Buchrezension: „Less than Zero“

Autor: Bret Easton Ellis, Verlag: Kiepenheuer & Witsch, 188 Seiten

von Ralf

Oder „Unter Null“ – wie es in der Übersetzung heißt, begann als ambitionierter College-Aufsatz und mündete in einem Bestseller, welcher Ellis (u.a. American Psycho) zum Status eines Kult-Autors verhalf. Der knapp 200-seitige Roman beschreibt die schonungslose Desillusionierung der Upper-Class-Kids im ausschweifenden Los Angeles der 80er Jahre.

Der achtzehnjährige Protagonist Clay kehrt über die Weihnachtsferien vom Elite-College der Ostküste in jene Stadt zurück, in der er seine Kindheit verbrachte. Doch Wurzeln findet er hier nicht. Clay ist in einem chronischen Zustand apathischer Melancholie. Nichts scheint von Bedeutung zu sein, das Leben als stumpfe Aufeinanderfolge von Belanglosigkeiten. Auch die wieder gewonnene Highschool-Clique trägt nicht zu einer Identitätsstiftung bei. Die Charaktere bleiben genauso blass und austauschbar wie Clay selbst. Eine ganze Generation emotionaler Krüppel, welche sich nur noch durch materialistische Dekadenz, schnellen, gesichtslosen Sex und den exzessiven Konsum von Champagner und harter Drogen lebendig fühlt.
Einzig Clays Jugendliebe Blair scheint ein kleiner Ankerpunkt im Rausch von Partys, Orgien und New Wave zu sein. Doch Clay ist nicht in der Lage, seinen tief verborgenen Gefühlen zu ihr Ausdruck zu verleihen. Als er dann noch die schockierende Erkenntnis erlangt, dass sich sein gleichaltriger Freund Daniel für Drogen prostituiert, kumuliert die beengende, surreale Grundstimmung des Buches zu einer unverhohlenen Farce auf den Yuppie-Punk-Video-Wahnsinn der sog. MTV-Generation der 80’er.

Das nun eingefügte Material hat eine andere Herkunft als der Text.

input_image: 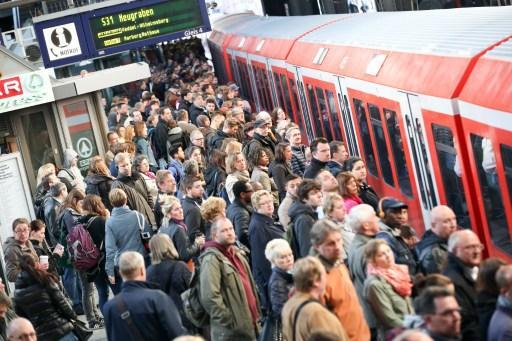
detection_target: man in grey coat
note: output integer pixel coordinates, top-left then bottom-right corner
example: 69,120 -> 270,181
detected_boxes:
346,204 -> 380,339
105,188 -> 149,292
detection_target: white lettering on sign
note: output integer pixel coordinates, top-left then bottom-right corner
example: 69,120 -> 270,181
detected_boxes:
0,70 -> 54,114
76,137 -> 93,158
42,23 -> 82,61
0,79 -> 22,99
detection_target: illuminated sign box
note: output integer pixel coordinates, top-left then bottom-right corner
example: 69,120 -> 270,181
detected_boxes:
34,0 -> 211,68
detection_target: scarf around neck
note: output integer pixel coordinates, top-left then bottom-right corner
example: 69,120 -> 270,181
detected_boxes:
367,262 -> 412,297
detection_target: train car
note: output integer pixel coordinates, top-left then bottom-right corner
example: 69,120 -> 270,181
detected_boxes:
208,7 -> 512,261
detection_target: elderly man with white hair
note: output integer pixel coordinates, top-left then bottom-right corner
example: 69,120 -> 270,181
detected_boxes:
345,204 -> 380,339
442,229 -> 483,341
7,318 -> 37,341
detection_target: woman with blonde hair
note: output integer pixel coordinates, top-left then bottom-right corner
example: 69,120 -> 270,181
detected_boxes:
363,239 -> 413,338
85,156 -> 114,211
225,152 -> 250,203
146,234 -> 192,329
159,196 -> 205,270
200,197 -> 227,241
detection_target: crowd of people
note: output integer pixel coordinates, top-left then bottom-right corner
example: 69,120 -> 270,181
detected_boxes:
1,37 -> 512,341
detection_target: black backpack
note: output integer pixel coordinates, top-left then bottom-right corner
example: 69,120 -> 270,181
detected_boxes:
283,219 -> 300,259
181,269 -> 209,328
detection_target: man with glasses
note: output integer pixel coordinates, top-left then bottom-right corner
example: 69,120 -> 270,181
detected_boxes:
414,287 -> 462,341
442,229 -> 483,340
187,129 -> 206,160
6,318 -> 37,341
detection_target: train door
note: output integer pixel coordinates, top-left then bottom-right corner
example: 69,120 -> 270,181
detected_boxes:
334,76 -> 360,157
250,60 -> 274,112
399,93 -> 439,228
230,51 -> 258,111
293,67 -> 315,143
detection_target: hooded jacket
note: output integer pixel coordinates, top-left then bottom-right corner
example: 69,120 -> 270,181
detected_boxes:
415,229 -> 449,274
14,271 -> 76,341
3,238 -> 37,283
58,149 -> 85,191
288,200 -> 318,258
85,173 -> 113,211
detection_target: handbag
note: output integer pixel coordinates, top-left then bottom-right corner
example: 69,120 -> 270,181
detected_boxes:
259,315 -> 282,341
71,319 -> 93,341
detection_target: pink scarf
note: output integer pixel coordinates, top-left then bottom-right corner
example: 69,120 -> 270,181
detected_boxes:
367,263 -> 412,297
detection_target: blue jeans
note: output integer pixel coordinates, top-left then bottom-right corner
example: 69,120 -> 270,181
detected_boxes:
95,272 -> 120,311
62,267 -> 82,306
58,331 -> 78,341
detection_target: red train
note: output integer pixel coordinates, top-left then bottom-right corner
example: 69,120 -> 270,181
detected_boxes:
207,8 -> 512,261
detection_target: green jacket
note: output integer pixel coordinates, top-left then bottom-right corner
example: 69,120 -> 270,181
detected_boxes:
199,246 -> 260,341
363,274 -> 413,337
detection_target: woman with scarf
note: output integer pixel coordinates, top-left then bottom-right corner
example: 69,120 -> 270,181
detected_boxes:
363,239 -> 413,340
159,196 -> 205,271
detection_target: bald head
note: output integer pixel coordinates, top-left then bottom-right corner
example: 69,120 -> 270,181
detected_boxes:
430,205 -> 457,240
7,318 -> 36,340
448,230 -> 483,267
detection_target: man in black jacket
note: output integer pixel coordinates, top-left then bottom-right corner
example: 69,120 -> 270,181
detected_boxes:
188,93 -> 207,125
103,252 -> 185,340
227,180 -> 254,249
181,176 -> 205,242
153,107 -> 173,169
442,229 -> 483,341
209,118 -> 239,150
244,119 -> 276,159
304,138 -> 330,179
416,205 -> 457,274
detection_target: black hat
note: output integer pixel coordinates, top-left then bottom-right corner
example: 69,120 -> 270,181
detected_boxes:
381,198 -> 408,211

Unter Null, das ist die Temperatur der zwischenmenschlichen Beziehungen der Akteure. Unter Null, das ist eine Metapher für die Empfindungen der College-Kids, als sie sich die Folterung eines kleinen Mädchens in einem Snuff-Video ansehen. Unter Null, das ist ein Buch das fasziniert und verstört. Bret Ellis‘ Abgesang auf die Welt des großen Scheins, in der das Sein zum bloßen Klischee verkommt. Zu einer vagen Idee, zu einem nicht enden wollenden Gaukelspiel blutleerer Statisten. Und wir werden uns fragen müssen: wer trägt die Schuld daran?